To list all available Make targets, flags and help text, run:
make help
Build and deploy Mineru Enhanced PDF Processing
make build-mineru
make install-mineru
Deploy the DeerFlow service
make install-deer-flow
Local Development and Deployment
After modifying the local code, please execute the following commands to build the image and deploy using the local image.
make build
make install dev=true
Uninstall
make uninstall
When running make uninstall, the installer will prompt once whether to delete volumes; that single choice is applied to all components. The uninstall order is: milvus -> label-studio -> datamate, which ensures the datamate network is removed cleanly after services that use it have stopped.
🤝 Contribution Guidelines
Thank you for your interest in this project! We warmly welcome contributions from the community.
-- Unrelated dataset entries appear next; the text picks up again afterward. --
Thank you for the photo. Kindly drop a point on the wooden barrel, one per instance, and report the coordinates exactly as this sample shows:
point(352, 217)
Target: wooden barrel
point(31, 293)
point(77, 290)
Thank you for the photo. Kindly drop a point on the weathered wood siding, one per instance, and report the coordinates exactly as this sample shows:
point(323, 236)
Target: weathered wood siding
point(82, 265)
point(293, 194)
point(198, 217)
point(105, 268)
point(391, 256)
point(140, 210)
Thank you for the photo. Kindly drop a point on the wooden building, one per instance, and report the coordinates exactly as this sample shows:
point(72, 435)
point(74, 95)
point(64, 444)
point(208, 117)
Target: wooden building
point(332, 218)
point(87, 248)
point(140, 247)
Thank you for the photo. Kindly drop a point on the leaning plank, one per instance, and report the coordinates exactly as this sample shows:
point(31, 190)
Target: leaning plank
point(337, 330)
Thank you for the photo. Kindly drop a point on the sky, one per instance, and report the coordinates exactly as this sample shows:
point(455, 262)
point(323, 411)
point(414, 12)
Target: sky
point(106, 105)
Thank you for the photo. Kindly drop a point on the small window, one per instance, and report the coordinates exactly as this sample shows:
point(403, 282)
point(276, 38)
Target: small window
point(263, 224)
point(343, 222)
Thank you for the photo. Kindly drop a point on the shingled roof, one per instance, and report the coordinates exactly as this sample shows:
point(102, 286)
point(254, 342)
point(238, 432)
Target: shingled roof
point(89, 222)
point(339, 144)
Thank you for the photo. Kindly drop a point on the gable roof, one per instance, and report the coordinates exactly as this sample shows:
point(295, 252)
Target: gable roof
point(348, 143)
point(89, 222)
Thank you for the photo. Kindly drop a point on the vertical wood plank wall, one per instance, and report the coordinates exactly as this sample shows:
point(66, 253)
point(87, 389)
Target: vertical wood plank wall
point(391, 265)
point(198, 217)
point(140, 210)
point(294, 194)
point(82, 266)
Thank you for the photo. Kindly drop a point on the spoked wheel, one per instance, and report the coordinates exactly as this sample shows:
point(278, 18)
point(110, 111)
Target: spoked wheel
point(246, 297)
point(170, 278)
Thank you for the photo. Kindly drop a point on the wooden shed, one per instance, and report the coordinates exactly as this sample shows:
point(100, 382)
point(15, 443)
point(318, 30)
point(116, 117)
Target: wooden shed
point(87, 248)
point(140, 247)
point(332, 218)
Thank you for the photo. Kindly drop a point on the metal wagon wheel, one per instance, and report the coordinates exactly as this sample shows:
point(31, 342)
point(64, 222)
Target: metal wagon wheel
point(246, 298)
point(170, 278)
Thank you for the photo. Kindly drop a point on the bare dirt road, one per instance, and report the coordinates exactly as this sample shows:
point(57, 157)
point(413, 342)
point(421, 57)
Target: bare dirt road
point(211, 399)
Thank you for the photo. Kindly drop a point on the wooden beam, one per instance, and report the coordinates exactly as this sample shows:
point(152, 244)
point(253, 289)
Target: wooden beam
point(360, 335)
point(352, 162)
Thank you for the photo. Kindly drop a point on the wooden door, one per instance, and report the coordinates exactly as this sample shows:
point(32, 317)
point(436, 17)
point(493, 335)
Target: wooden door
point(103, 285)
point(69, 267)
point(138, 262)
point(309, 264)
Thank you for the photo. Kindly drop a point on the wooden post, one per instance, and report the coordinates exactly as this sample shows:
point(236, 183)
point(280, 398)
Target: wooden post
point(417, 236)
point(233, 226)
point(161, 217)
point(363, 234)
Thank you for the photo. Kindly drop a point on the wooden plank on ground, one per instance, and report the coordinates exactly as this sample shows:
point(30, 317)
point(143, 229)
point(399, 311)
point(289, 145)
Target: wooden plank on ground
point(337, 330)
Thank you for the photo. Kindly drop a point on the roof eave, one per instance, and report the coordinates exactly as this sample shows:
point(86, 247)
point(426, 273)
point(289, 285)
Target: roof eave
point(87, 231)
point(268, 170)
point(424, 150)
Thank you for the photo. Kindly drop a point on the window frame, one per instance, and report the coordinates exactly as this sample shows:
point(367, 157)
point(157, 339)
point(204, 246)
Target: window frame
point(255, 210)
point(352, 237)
Whether it's submitting bug reports, suggesting new features, or directly participating in code development, all forms of help make the project better.
• 📮 GitHub Issues: Submit bugs or feature suggestions.
• 🔧 GitHub Pull Requests: Contribute code improvements.
📄 License
DataMate is open source under the MIT license. You are free to use, modify, and distribute the code of this project in compliance with the license terms.